By Daniel Lawler May 13, 2014 ,


How to host anti-drowning sessions at your pool

How to host anti-drowning sessions at your pool

Water safety applies to those who enter the water and their guardians. Traditional swimming lessons are comprised of swimmers-to-be and instructors. Anti-drowning courses also include parents and guardians who are advised on best practices to keep their children safe around the pool. This can ease pressure from pool management by educating more audiences about water safety.

Know the demand
Recreation Management magazine pointed out that there are a number of groups that hold anti-drowning courses. However, these groups don’t always have access to pools. Therefore, if you’re looking to increase your community outreach efforts, anti-drowning courses are one way to do so.

You can choose to do this prior to peak season or during it. Hosting these events will exhibit your commitment to the community as a whole. As the children learn to swim and their guardians learn to monitor for safety, you’ll likely find them visiting your facility more often, allowing you to develop relationships with local families.

If you’re interested in hosting anti-drowning sessions and are willing to offer your site for free use by certified instructors, here are three steps to get started.

1. Research local groups: Many organizations hold anti-drowning campaigns. Some, such as the YMCA, have on-site pools. Others, such as the American Red Cross, may not. Find groups that need access to aquatic facilities and approach them. You’ll have to compare schedules because you’ll likely have programs already in place. It may take time to work out the details, but your efforts will pay off.

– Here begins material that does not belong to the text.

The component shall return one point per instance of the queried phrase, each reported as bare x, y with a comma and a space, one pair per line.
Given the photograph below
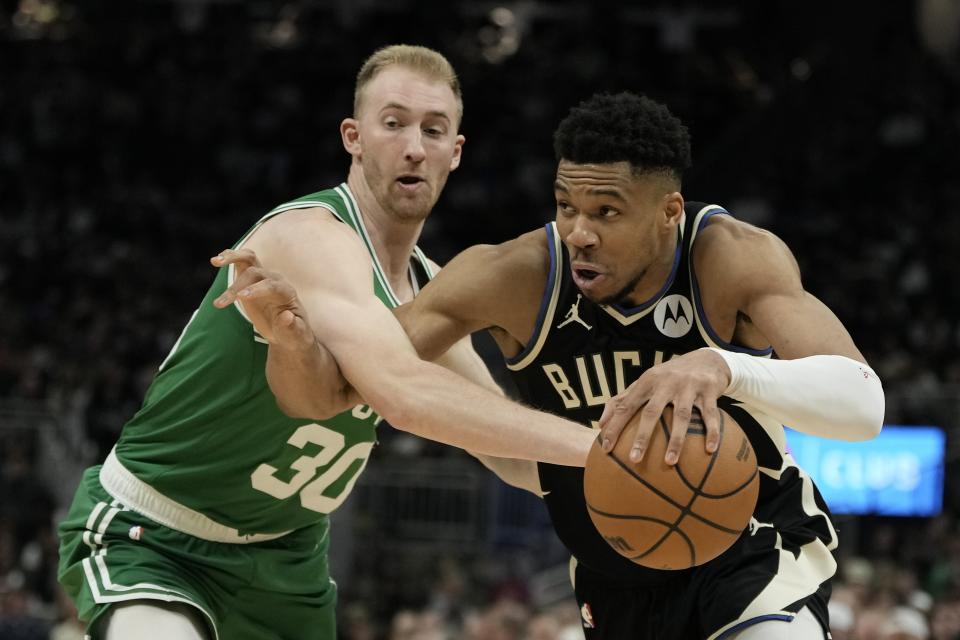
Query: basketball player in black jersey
634, 299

2. Figure out numbers: It may be possible to hold anti-drowning sessions during other programs if your pool is big enough. Figure out how many instructors will be leading the courses and how many swimmers and guardians they plan to work with. Combining these sessions with your existing programs will ensure that your usual programs aren’t affected.

3. Market to the community: When the details are set, let the local community know about your new courses by posting it on your website, social media pages and in the newspaper. The collaborating group will likely have their own approach. Adding your efforts to the campaign will heighten the visibility of the program.